Eileen, ritratto di donna fra noir, sensualità e emancipazione
Al cinema Il film tratto dal romanzo di Ottessa Moshfegh, anche cosceneggiatrice, insieme a Luke Goebel, per la regia di William Oldroyd. L'incontro fatale tra due donne in una cittadina nel nulla. Protagoniste Anne Hathaway e Thomasin McKenzie
Al cinema Il film tratto dal romanzo di Ottessa Moshfegh, anche cosceneggiatrice, insieme a Luke Goebel, per la regia di William Oldroyd. L'incontro fatale tra due donne in una cittadina nel nulla. Protagoniste Anne Hathaway e Thomasin McKenzie
Eileen – ancora in sala, da cercare, vale la visione – racconta una donna, è il ritratto magnetico anche se a volte disturbante di una figura femminile sprezzante, cinica, implacabile nel giudizio sui difetti altrui eppure anche romantica, sognatrice, che fantastica di vivere in quella città senza nome nel New England dove ha passato tutta la sua esistenza storie d’amore sensuali e eroticissime mentre verso il sesso ha molte fobie. Orfana giovanissima di madre, nessuna amicizia, un padre alcolizzato, Eileen lavora nell’amministrazione del carcere minorile. Qualcosa cambia all’improvviso quando arriva la nuova psicologa, si chiama Rebecca Saint John, è bionda platinata, colta, misteriosa, una perfetta femme fatale. All’origine del film c’è il romanzo di Ottessa Moshfegh, pubblicato nel 2015, l’autrice ne è produttrice e firma la sceneggiatura insieme al marito Luke Goebel, mentre la regia è di William Oldroyd. A dare vita a Eileen è Thomasin McKenzie, e nei panni di Rebecca c’è Anne Hathaway, il loro incontro è attrazione, manipolazione, desiderio ma quel legame queer – che c’è – provoca soprattutto un’accettazione di sé attraverso l’altro, come se il personaggio di Eileen in questa relazione – che intuiamo destinata al tragico – con Rebecca si scoprisse all’improvviso per la prima v olta, lontana dai condizionamenti di famiglia e sensi di colpa.

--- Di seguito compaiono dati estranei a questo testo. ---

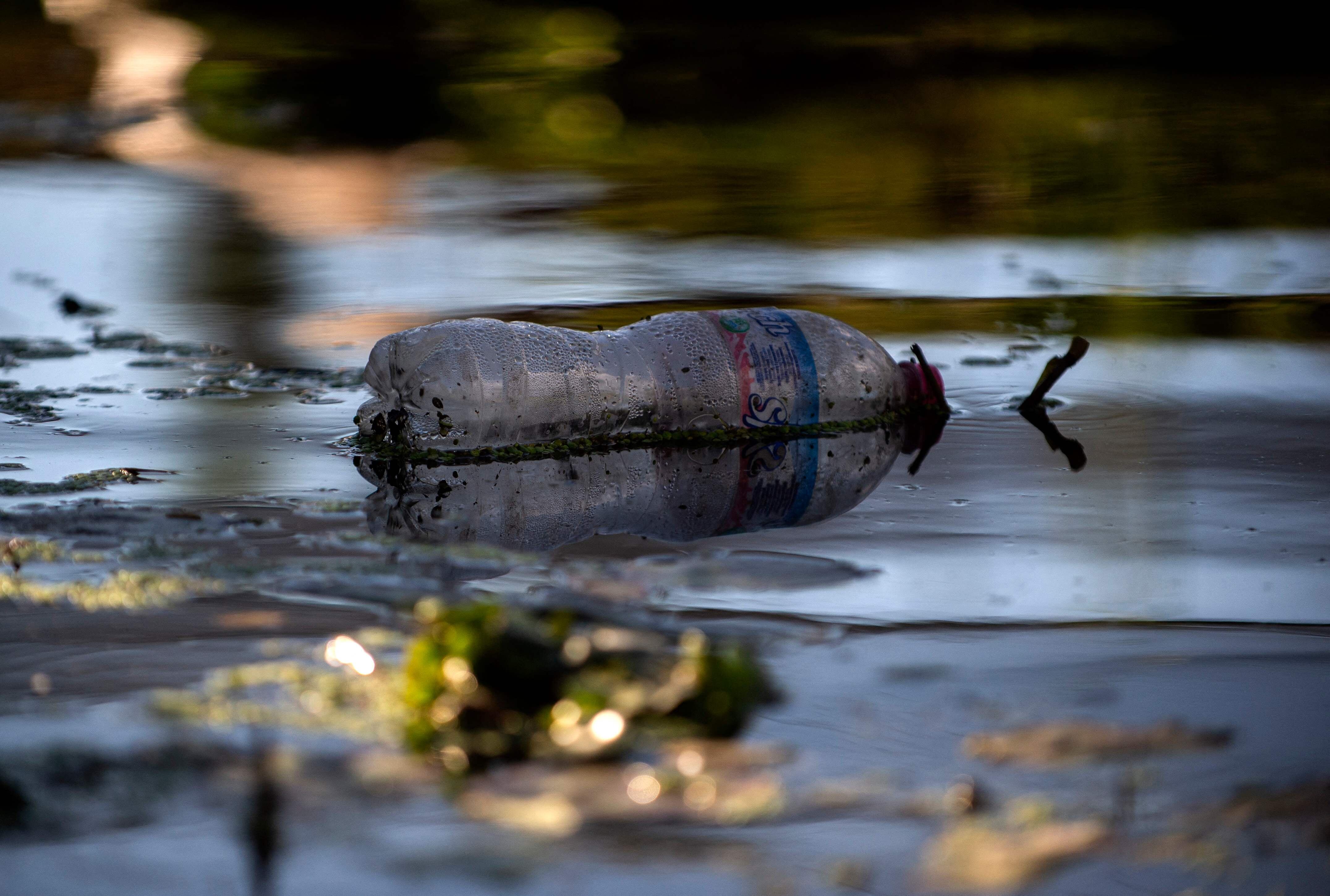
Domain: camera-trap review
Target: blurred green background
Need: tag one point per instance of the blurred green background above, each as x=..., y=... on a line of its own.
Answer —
x=832, y=120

IN QUESTO senso Eileen convoca i codici del noir per rivederli spostando le tensioni su un femminile che ha una cifra collettiva e interroga attraverso le sue due protagoniste altre figure che fanno parte o che sono state in passato nella loro vita. Oldroyd aveva già lavorato nel suo Lady Macbeth (2016)su una storia di donne che in realtà desolate rifiutano i ruoli assegnati loro dall’epoca e dai luoghi che abitano. Eppure c’è ancora qualcosa di diverso. Che film è allora Eileen? Un oggetto strano, forse non del tutto riuscito ma che trae la sua forza nel modo in cui si avventura in queste figure femminili assumendo il genere per modificarne le traiettorie, e prima ancora le motivazioni. È questa la caratteristica di Moshfegh che è scrittrice giovane e attivissima – in Italia la pubblica Feltrinelli tranne Eileen uscito per Mondadori – con una vasta produzione letteraria e cinematografica – la Onniscient Production fondata insieme al marito trasforma in film i suoi romanzi, ora Andrew Haigh sta girando un film da McGlue, il suo libro di esordio, Margot Robbie ha opzionato i diritti di Il mio anno di riposo e di oblio i cui personaggi di giovani donne sono spesso grovigli di irrequietezza che cercano come qui un loro spazio di emancipazione.